Teen drinking is very bad. Now we've cleared that up, the main motivation of everyone you're with in this escapade is to get drunk. And I mean really, really drunk. As in my-liver-is-failing-and-my-brain-is-melting, I-am-partially-blind-and-I-will-do-literally-anything-regardless-of-morals, but-my-hangover-will-only-last-thirty-seconds-for-no-apparent-reason drunk. That's the scientific term. Being drunk has no bad consequences in a truly wacky misadventure. In fact, even when really drunk, characters can still be slightly coherent.
Stealing the Mascot
Every American, according to some statistics I made up, has stolen either their rival school's or their own school's mascot at sometime in their lives. Stealing the mascot is a tough one. Usually it's a bronze statue, but in the most wacky of misadventures it's a real live animal. Usually something like a cougar, a panther or a cougar-panther crossbreed. It could even be a horse or, if you're feeling adventurous, a cougar-horse crossbreed. HAHAHHAHAHA COUGAR-HORSE! STOP LAUGHING ITS NOT FUNNY. Be sure to steal it in the middle of the night, and piss everyone off during the course of aforementioned absconding.
Kinky, Illegal Sex
The sex that is had on this wacky misadventure has to fall into the "oh that's gross" category for it to be truly wacky. However, there must not be any gay sex.
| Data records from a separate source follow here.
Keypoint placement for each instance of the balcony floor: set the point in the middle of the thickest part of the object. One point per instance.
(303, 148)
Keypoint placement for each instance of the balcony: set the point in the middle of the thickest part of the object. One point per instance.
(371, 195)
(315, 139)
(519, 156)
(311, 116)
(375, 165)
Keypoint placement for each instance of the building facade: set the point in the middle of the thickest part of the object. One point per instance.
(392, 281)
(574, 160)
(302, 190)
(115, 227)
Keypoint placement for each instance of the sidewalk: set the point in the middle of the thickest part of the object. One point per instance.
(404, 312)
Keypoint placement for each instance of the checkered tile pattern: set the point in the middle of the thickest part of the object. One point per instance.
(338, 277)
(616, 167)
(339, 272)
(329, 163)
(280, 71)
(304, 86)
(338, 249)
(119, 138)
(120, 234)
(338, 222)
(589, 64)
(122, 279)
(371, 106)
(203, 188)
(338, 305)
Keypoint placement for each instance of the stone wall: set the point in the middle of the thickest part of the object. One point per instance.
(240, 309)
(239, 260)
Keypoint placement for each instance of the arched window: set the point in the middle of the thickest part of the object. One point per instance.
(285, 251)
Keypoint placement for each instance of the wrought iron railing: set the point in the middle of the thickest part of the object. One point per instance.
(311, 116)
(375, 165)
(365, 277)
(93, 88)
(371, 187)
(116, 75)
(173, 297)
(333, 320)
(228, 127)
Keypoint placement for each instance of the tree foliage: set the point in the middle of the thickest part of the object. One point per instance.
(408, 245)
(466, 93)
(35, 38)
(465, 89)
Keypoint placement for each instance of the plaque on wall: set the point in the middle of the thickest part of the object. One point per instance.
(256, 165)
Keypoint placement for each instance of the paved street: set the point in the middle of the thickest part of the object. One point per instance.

That's way too gross for the 21st century audience.
A good example would be having sex with an uggo. You would only do it once, and would only get bugged about it for 30 minutes before your friends would forget. You could also have some truly wacky bestiality. Choose an animal that's not easily found: something you have to search for. Choose a hilariously dangerous animal to have sex with while drunk, like a cougar or something. Make sure to get eaten.
Although not technically a crime, it's advisable that you and your buddies travel time. It's not too difficult. The movie will provide you with a reason and a means to go back in time if you haven't thought it up already. We know you're way the hell too stupid to travel time on your own, what with all the booze and girls, but you have to travel time in order for this misadventure to be completely wacky.
Try to go through time and commit great acts of juvenile crime throughout history. Go through this list and get creative! Steal the 10 commandments (the mascot of Christianity)! Drink at the original Caesar's Palace! Drunkenly rape the great herds of North American buffalo before they were killed! Be sure that you're being chased through said time periods as you're committing your necessary crimes. WACKY! WACKY AS HELL!
A Word Of Warning From A Fuckin' Scientist
Make sure that people aren't dying. If somebody dies other than the main character that the audience can identify with, make sure you're not in a horror movie. If ugly or minority characters start dying, be careful, as there's a 99% chance you're in a teenage horror flick. Don't let your crimes get out of hand. Every single American has stolen their school mascot, but not every American has committed cannibalism. Be sure that when you're stealing the school mascot or getting that fake ID that you don't start eating people to steal their thoughts. That's bad. I'm a fuckin' scientist.
Now You're Ready
Now that you have your virgin, jock, main character, theme song, fake ID, booze, and mascot, you need to head out on your misadventure. Be sure to make one serious point along the way, and, most importantly: TO HAVE FUN. (CAUTION: YOU MAY NOT HAVE FUN.)
You may think that I've been heartless and calculating in my guide; that wacky misadventures are all about the experience, and, of course, free love. Any such claims will, with no mercy, be refuted with cold, hard as stone evidence. And of course, more equations. Lots more.